Luca Giustini era stato assunto da Trenitalia nel 2004 e dopo aver superato corsi e abilitazioni per la guida dei vari treni era diventato operativo nel 2006. Aveva già otto anni di servizio ed era considerato un macchinista di una certa esperienza. Lavorava per la Divisione trasporto regionale O.M.R. Ancona e quindi i treni che conduceva avevano le percorrenze gestite dalla direzione regionale Marche, quindi a nord fino a Bologna, a sud fino a Pescara e nella direttrice est-ovest fino a Roma.
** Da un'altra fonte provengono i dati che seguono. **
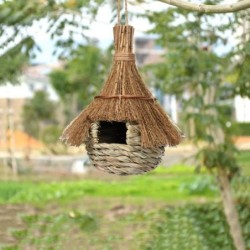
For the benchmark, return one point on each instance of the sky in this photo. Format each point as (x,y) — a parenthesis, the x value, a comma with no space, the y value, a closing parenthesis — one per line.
(100,29)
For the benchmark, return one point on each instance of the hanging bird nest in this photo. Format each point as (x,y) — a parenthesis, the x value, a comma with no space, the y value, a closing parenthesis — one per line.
(124,128)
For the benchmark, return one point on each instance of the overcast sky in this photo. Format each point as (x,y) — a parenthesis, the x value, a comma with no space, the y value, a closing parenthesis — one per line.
(102,30)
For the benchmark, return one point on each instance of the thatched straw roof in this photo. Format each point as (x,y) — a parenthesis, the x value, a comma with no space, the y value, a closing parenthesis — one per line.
(125,97)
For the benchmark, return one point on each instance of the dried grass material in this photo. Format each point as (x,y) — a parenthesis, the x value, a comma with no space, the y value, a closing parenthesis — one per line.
(125,97)
(123,159)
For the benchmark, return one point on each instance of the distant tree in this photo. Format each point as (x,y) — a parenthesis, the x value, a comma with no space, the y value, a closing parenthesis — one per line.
(61,20)
(38,113)
(81,78)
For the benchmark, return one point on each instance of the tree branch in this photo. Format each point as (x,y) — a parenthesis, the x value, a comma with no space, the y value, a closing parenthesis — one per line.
(204,8)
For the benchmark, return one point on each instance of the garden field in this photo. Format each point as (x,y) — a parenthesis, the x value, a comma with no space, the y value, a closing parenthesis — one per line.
(170,208)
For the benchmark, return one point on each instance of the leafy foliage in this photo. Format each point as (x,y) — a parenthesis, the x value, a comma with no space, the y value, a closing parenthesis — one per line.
(196,227)
(38,112)
(61,20)
(195,72)
(81,78)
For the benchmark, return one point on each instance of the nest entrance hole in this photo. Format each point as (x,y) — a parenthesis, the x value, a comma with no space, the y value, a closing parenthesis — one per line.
(112,132)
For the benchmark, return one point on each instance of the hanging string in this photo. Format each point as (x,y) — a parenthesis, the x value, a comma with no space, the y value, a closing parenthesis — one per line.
(126,11)
(119,12)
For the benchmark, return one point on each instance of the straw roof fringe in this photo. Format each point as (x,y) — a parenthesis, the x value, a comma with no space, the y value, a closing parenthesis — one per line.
(123,98)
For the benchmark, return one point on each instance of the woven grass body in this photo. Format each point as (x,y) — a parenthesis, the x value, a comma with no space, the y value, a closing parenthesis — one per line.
(123,159)
(124,98)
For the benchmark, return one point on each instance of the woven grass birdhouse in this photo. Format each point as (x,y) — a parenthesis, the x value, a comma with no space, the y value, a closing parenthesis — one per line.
(124,128)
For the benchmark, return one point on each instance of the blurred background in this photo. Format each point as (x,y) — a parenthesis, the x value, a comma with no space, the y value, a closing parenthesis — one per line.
(54,58)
“E’ un dipendente modello dell’azienda - rimarca Angelini - assai ligio nelle sue mansioni, mai niente di strano nel suo curriculum, anzi note positive”. Tiene poi a rimarcare come tutto il personale sia sottoposto a controlli stringenti come i piloti di aereo. “Chi guida un treno - sottolinea - viene giustamente controllato in modo sistematico e continuativo con test, colloqui. Oltre le visite dello psicologo, vengono anche eseguiti prelievi di sangue e urine per verificare eventuali assunzioni di droghe e alcol. Ecco, Luca Giustini, non ha mai avuto nessun tipo di problema e ha superato tutti i test a cui è stato sottoposto a cadenze frequenti”.



Andiamo in stazione e i dirigenti del movimento ci indicano di andare al deposito percorrendo l’ultimo sottopasso fino alla fine. Qui ci fermiamo davanti a una sbarra invalicabile. C’è una donna gentile alla reception che ha l’ordine di non lasciare passare nessuno. “Sì Luca lo conosco di vista - ci dice - ma siamo dipendenti di una ditta appaltatrice e siamo qui solo dal 6 maggio. Quindi più di averlo visto passare con l’auto ed esserci scambiati qualche parola non posso dire altro”.



Lo conosce meglio, ma in maniera formale, un capotreno che incontriamo lungo la banchina. “Ci siamo rimasti male - ci dice - che non sia tutta colpa di questa vita moderna...”. Fermiamo un altro capotreno che sta per andare a prendere servizio, anche lui lo conosce bene. “Si parlava - ricorda - di un po’ di tutto, dal calcio ad altro. I soliti discorsi. Era una persona equilibrata, a modo. Che dire, gli è proprio andata via la testa”.



Sempre lungo i binari troviamo un altro capotreno. Intuisce subito l’argomento: “Sì - esordisce - conosco Luca. Quando sono arrivato qui, nel 2006, già c’era. Lui è un macchinista e stando chiuso nel locomotore, i rapporti con noi capotreni era limitato alla gestione del servizio. Comunque è stato un fulmine a ciel sereno anche per noi”.